GT 5.0.3 Release Notes: GRAM5


1. Component Overview

The Grid Resource Allocation and Management (GRAM5) component is used to locate, submit, monitor, and cancel jobs on Grid computing resources. GRAM5 is not a job scheduler, but rather a set of services and clients for communicating with a range of different batch/cluster job schedulers using a common protocol.

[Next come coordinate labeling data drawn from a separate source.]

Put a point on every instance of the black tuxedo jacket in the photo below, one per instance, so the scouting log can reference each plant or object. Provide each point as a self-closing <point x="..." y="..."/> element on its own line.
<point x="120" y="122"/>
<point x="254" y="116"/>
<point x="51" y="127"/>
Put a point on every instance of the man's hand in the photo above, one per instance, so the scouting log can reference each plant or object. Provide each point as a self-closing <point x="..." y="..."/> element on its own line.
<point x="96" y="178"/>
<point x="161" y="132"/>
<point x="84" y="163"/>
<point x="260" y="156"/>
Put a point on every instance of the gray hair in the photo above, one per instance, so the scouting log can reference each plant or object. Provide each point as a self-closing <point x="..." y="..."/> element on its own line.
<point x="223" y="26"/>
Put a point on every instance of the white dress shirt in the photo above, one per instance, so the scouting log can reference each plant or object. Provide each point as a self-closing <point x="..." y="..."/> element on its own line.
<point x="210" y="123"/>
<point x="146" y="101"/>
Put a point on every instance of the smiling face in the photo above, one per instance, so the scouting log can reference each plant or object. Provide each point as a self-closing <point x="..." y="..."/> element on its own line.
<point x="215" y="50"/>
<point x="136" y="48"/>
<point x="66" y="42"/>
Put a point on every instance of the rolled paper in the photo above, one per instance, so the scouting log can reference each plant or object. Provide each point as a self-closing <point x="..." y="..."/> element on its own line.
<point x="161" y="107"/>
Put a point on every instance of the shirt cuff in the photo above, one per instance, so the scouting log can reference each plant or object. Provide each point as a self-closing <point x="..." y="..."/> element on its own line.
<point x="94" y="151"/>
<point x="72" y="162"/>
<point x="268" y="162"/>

GRAM5 is meant to address a range of jobs where reliable operation, stateful monitoring, credential management, and file staging are important.

2. Feature summary

New Features new since 5.0.2: none

Other Standard Supported Features

  • Remote job execution and management
  • Uniform and flexible interface to local resource managers
  • File staging before and after job execution
  • File and directory clean up after job termination
  • Service auditing for each submitted

Removed Features

  • Condor SEG module is no longer included. Its functionality has been moved into the core of the job manager program.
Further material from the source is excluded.